Keinesfalls fehlen darf bei meiner Morgenroutine allerdings das Horoskop in der Zeitung. Nicht dass ich viel davon halten würde, lesen tu ich es dennoch tagtäglich. Und irgendwie prägen sich diese kurzen Sätze scheinbar doch mehr ein als mir lieb ist. Also müssen sie doch stimmen, oder?

Montag: „Die Angst, etwas falsch zu machen, hindert Sie am spontanen Handeln. Freunden Sie sich mit dem Gedanken ruhig an, dass niemand perfekt sein muss. Das macht das Leben bunt.“



So ein Blödsinn! Ich habe keine Angst, etwas falsch zu machen. Im Gegenteil. Ich bin arrogant. Ich mache keine Fehler. Die anderen, DIE machen die Fehler – unfassbar! Ich kann mich nur darüber ärgern. Grün und Blau ärgern tu ich mich über DIE ANDEREN. Und violett. Wie man gut an Rist, Wadln, Knöcheln, Fußballen und Zehen sehen kann. Alle Farben hab ich mich schon geärgert, aber dass dies „das Leben bunt macht“, hab ich noch nicht bemerkt. Ständig machen DIE ANDEREN etwas falsch.

Sie schreiben das Falsche, sie sagen das Falsche, sie haben die falschen Werte, die falschen Meinungen. Und manche Leute beginnen sogar schon um 12:59 Uhr mit dem Rasenmähen. Die kann ich aber nicht dingfest machen, weil es dermaßen lange dauert, bis ich mit meinen Orthesen vom Bett beim Fenster bin. Und dann lärmen sie inzwischen schon zur erlaubten Zeit und ich hab mich wieder umsonst aufgebürstelt.

Zum Grün- und Blau-Ärgern bin ich noch fit genug, für ein buntes Leben scheinbar noch immer nicht.

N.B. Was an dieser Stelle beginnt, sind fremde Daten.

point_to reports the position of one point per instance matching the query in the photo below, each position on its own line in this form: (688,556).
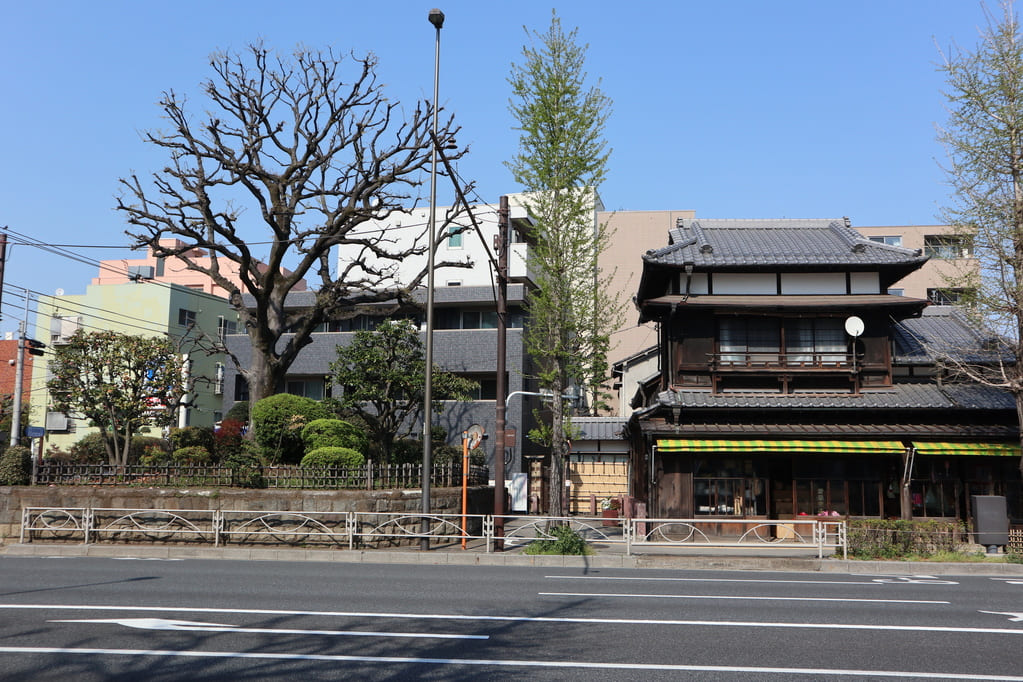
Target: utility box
(990,520)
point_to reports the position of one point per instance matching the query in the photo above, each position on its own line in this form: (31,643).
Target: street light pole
(502,330)
(437,18)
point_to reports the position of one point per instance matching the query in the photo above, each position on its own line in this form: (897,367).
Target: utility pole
(15,417)
(3,260)
(503,229)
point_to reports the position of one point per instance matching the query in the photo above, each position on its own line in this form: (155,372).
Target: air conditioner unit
(140,271)
(56,421)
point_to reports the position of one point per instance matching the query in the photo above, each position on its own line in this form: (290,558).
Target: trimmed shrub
(157,457)
(228,439)
(15,466)
(278,421)
(334,458)
(143,447)
(88,450)
(192,455)
(565,541)
(193,437)
(332,434)
(406,451)
(883,539)
(247,467)
(238,412)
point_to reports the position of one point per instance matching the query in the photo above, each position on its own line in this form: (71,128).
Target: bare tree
(292,161)
(984,140)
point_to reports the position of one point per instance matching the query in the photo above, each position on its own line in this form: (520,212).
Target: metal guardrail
(372,530)
(371,475)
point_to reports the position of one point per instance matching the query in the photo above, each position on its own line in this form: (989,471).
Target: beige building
(171,271)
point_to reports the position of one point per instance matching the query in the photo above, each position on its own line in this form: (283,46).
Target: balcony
(520,265)
(783,372)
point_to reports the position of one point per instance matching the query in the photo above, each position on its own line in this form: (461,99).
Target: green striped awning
(862,447)
(988,449)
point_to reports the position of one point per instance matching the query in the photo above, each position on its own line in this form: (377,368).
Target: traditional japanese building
(791,382)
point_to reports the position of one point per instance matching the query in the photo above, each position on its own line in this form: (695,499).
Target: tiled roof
(896,430)
(902,396)
(599,428)
(716,243)
(941,329)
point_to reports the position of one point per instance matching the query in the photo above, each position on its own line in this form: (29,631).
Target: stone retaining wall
(443,500)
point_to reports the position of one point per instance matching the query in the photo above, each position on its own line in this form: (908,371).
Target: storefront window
(729,497)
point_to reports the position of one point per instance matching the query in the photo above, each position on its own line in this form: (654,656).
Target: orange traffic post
(464,485)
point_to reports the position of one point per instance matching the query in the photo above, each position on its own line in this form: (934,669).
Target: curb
(455,557)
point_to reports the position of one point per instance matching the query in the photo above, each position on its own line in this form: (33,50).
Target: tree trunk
(558,448)
(263,375)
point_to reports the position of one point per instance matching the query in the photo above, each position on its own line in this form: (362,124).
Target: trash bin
(990,521)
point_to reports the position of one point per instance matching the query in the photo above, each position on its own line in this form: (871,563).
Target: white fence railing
(373,530)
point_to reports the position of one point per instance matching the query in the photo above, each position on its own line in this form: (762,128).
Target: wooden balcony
(789,371)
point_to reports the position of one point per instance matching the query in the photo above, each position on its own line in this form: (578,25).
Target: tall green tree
(383,374)
(292,161)
(561,162)
(983,136)
(120,382)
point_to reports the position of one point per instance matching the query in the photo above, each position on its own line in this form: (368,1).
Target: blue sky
(736,109)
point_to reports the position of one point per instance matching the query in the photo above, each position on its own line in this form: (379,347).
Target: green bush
(15,466)
(565,541)
(193,455)
(88,450)
(238,412)
(157,457)
(228,439)
(884,539)
(278,421)
(247,467)
(332,434)
(146,446)
(406,451)
(193,437)
(334,457)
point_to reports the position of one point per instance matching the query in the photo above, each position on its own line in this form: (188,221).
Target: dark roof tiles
(716,243)
(903,396)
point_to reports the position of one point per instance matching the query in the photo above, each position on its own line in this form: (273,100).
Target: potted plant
(609,509)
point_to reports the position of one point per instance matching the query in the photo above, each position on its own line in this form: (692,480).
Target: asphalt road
(106,619)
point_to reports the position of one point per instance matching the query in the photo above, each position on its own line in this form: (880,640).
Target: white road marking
(720,580)
(914,580)
(744,598)
(144,558)
(525,619)
(191,626)
(1013,618)
(506,663)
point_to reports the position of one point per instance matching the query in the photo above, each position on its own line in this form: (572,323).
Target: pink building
(171,271)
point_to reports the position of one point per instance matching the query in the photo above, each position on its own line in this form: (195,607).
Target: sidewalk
(607,556)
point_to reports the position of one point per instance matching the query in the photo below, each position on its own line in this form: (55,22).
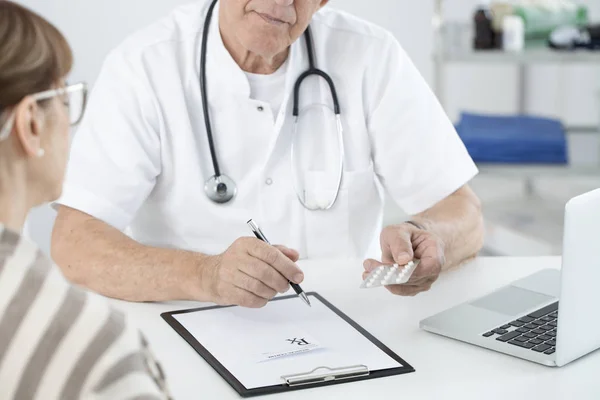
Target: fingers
(254,286)
(396,246)
(265,274)
(246,299)
(276,259)
(289,253)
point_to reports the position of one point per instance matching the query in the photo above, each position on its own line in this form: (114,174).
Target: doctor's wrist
(197,285)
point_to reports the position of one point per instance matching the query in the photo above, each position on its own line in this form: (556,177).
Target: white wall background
(95,27)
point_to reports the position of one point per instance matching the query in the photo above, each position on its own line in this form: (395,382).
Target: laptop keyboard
(535,331)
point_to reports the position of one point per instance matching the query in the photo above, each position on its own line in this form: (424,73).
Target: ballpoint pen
(259,235)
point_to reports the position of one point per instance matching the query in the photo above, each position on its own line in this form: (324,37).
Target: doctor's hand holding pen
(250,273)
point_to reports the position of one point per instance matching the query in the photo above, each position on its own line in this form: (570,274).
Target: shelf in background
(538,171)
(527,56)
(456,46)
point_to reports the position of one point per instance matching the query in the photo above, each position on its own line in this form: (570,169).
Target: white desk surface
(445,368)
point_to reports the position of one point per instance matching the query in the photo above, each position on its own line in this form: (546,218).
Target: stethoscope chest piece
(220,189)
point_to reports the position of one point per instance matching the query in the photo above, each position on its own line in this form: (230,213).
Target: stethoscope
(222,189)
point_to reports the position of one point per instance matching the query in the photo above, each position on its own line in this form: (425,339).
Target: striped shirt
(60,342)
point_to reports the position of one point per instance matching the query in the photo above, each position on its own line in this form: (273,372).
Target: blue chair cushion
(513,140)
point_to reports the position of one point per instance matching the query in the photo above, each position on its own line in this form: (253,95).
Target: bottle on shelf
(485,36)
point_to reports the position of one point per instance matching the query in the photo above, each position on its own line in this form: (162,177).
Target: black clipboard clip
(326,374)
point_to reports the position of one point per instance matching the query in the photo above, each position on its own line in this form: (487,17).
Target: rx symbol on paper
(299,342)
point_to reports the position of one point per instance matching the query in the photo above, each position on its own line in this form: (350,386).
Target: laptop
(550,317)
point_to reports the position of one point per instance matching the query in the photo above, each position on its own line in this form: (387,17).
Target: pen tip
(305,298)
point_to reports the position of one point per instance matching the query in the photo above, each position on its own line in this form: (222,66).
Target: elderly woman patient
(56,341)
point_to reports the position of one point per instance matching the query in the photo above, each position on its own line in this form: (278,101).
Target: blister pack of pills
(387,275)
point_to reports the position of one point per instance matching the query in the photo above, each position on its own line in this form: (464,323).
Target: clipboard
(303,378)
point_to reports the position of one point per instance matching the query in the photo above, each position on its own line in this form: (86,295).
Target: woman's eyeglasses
(73,96)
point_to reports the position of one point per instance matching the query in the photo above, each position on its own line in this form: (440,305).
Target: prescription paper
(239,339)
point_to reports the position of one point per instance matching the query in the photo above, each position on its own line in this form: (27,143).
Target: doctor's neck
(266,62)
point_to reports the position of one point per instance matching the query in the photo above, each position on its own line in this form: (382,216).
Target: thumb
(397,247)
(289,253)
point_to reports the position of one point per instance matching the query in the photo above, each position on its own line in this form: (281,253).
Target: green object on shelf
(540,21)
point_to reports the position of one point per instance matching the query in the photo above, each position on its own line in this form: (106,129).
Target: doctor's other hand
(250,273)
(403,243)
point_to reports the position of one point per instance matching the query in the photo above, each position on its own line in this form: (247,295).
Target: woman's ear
(28,127)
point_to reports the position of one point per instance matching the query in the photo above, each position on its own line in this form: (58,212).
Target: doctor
(209,118)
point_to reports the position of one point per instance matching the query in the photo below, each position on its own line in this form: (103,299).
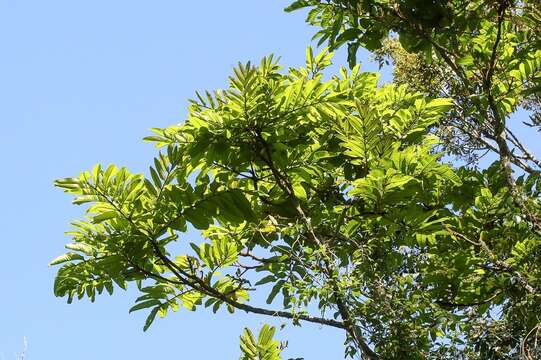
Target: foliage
(485,55)
(332,193)
(262,348)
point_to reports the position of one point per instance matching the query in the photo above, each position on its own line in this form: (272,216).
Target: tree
(333,194)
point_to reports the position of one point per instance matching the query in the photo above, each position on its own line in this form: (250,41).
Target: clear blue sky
(81,83)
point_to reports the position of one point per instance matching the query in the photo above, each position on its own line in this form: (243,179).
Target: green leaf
(144,305)
(65,258)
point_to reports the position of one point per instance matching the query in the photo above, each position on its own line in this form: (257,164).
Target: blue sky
(81,83)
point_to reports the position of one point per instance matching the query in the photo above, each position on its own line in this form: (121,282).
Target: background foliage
(331,194)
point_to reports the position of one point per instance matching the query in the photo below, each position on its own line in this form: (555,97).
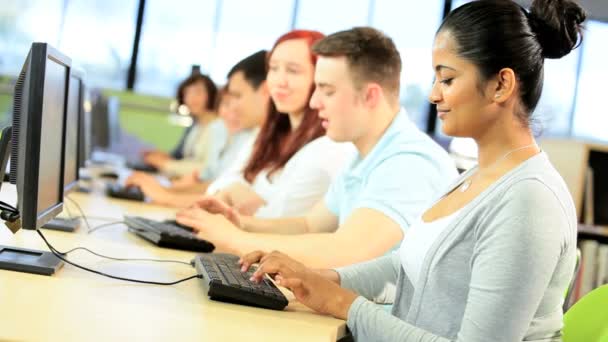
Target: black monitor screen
(51,140)
(71,135)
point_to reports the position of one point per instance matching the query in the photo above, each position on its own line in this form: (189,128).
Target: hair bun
(557,25)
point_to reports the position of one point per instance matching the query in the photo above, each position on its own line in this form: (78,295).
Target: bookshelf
(572,159)
(584,167)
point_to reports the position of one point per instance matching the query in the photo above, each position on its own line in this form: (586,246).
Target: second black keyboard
(224,281)
(167,235)
(133,193)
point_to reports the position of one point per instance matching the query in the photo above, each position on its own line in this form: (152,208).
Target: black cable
(7,207)
(67,210)
(105,225)
(124,259)
(58,255)
(97,218)
(84,217)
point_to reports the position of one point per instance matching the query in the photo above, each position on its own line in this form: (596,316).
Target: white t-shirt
(303,181)
(420,237)
(230,155)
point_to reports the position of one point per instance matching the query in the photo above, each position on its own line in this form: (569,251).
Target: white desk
(74,305)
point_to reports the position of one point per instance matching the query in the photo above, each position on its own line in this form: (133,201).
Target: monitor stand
(28,260)
(64,224)
(22,259)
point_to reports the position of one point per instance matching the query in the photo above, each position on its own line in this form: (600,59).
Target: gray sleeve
(517,247)
(374,280)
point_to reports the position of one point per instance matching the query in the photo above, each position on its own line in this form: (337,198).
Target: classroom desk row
(75,305)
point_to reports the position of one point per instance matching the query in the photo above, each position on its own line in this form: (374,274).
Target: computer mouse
(175,223)
(109,174)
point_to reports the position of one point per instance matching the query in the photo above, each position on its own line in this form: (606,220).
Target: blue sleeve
(402,187)
(334,194)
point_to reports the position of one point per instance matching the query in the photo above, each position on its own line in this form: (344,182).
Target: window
(21,24)
(98,36)
(245,27)
(590,119)
(554,108)
(413,32)
(322,15)
(174,37)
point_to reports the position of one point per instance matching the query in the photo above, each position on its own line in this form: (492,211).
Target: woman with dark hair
(491,258)
(285,175)
(204,139)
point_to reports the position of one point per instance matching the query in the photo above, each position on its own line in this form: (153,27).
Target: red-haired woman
(292,162)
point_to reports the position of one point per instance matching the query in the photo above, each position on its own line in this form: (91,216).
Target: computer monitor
(84,127)
(37,146)
(72,128)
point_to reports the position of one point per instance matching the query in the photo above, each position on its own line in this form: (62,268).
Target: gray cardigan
(498,272)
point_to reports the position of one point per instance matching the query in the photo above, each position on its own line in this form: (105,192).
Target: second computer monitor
(72,123)
(37,147)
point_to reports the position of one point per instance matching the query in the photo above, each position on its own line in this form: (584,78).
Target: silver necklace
(467,183)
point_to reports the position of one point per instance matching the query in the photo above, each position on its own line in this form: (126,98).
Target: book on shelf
(589,214)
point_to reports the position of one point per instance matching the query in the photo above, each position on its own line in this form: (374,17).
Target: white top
(303,181)
(234,173)
(419,239)
(231,154)
(201,147)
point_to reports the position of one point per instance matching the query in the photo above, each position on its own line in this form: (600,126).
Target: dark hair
(277,143)
(207,82)
(497,34)
(253,68)
(371,55)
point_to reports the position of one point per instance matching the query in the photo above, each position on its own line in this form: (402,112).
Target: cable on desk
(105,225)
(8,207)
(84,217)
(61,257)
(124,259)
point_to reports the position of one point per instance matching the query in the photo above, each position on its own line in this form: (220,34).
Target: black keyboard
(167,235)
(224,281)
(124,192)
(141,166)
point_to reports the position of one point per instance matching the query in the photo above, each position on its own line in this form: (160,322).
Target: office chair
(586,319)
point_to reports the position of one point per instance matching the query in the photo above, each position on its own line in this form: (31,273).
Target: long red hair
(276,143)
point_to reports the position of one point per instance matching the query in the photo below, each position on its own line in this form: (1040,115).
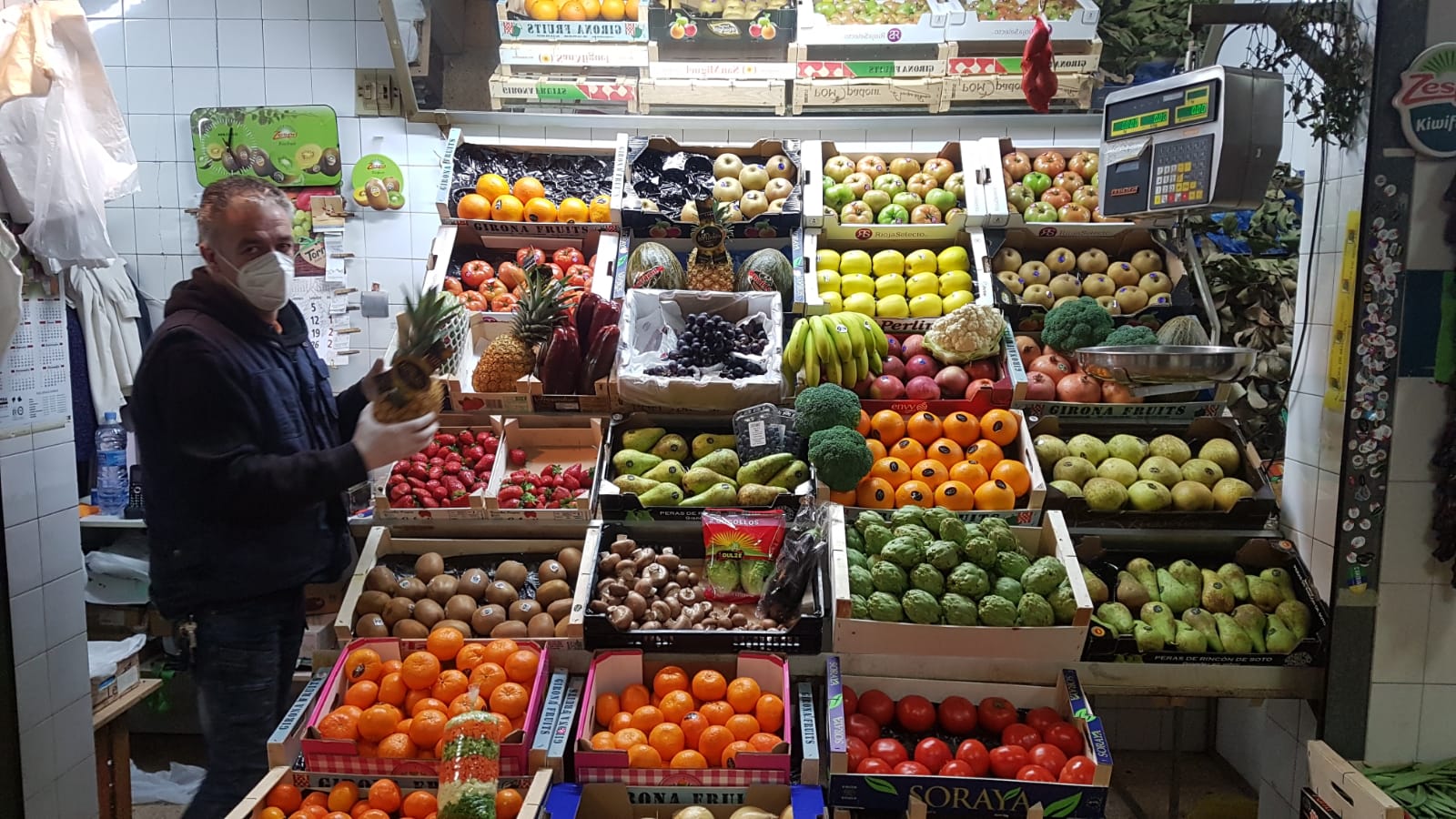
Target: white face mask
(264,281)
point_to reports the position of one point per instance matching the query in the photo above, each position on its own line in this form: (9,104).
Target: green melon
(652,266)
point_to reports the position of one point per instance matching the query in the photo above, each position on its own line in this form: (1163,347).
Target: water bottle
(111,467)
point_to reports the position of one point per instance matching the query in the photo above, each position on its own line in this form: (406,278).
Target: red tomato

Dienstag: „Sie ruhen heute in sich und erfreuen sich bester Gesundheit und Laune. Das färbt auch auf Ihre Mitmenschen ab. Ein Treffen mit Freunden verläuft fröhlich und ausgelassen.“



Ah jo! Ich erfreue mich also bester Gesundheit … und Laune. Wie interessant. Nach wie vor dauert es eine halbe Ewigkeit, bis ich von A nach B komme, Stiegen steigen ist ein schmerzvoller Kraftakt und die Haare wachsen mittlerweile an Stellen, wo ich mich nicht erinnern kann, dort jemals welche gehabt zu haben. Ich bin meist eh eine Tapfere, aber dieser Zustand verdirbt mir jetzt echt meine Laune.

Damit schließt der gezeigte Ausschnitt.